ARC Board of Governors Meeting
The ARC BoG meeting is on Monday November 5. As has been done previously, we would like to showcase science highlights from the past year from all ARC partner and leasing institutions. Nancy will likely not have time to verbally explain each highlight during her presentation, but she would like to have a comprehensive packet that she can provide to the Board members for their reference. It is extremely important for the Board members to see that their investment in the 3.5m continues to benefit their institutions. To that end, Nancy is requesting that these science highlights be sent to her no later than October 15. The specifics are as follows:
- deadline: October 15
- format: Powerpoint, Keynote, or PDF
- length: one slide
- name(s) and institution of researcher(s)
- title of project
- one or more graphic showing the result (image, spectrum)
- a text block explaining the result
- paper citation if there is one
Individuals can send their slides to Nancy directly, or an institution can designate someone (e.g. the Users Committee rep!) to collect the slides and send them to Nancy as a single packet.
Action items from previous meetings:
- Bill and/or Russet will update the Instrument Status web page to reflect the current status of the ARCTIC filter wheel positioning (need to rehome twice).
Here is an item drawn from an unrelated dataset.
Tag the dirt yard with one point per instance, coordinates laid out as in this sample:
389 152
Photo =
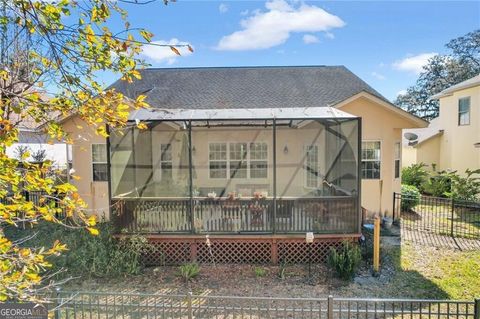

STATUS: CLOSED. This was done. Since that time the problem was corrected, and the page was again updated to reflect the current status.
- Russet will update the calibration section of the ARCTIC users manual once the Q3/Q4 scheduling tasks are completed. STATUS: OPEN.
- All member institutions and leasing partners should collect science highlight slides and send them to Nancy no later than October 15. STATUS: OPEN.
New action items from this meeting:
- UC reps should remind their users who were displaced by DIS unavailability that there is some OPEN time remaining in the Q4 schedule that they can ask for.
- Nancy will send out a draft of a white paper for the 2020 Decadal for UC feedback prior to the next telecon.
The next Users Committee telecon will be on Monday October 29 at 10:30 am MDT.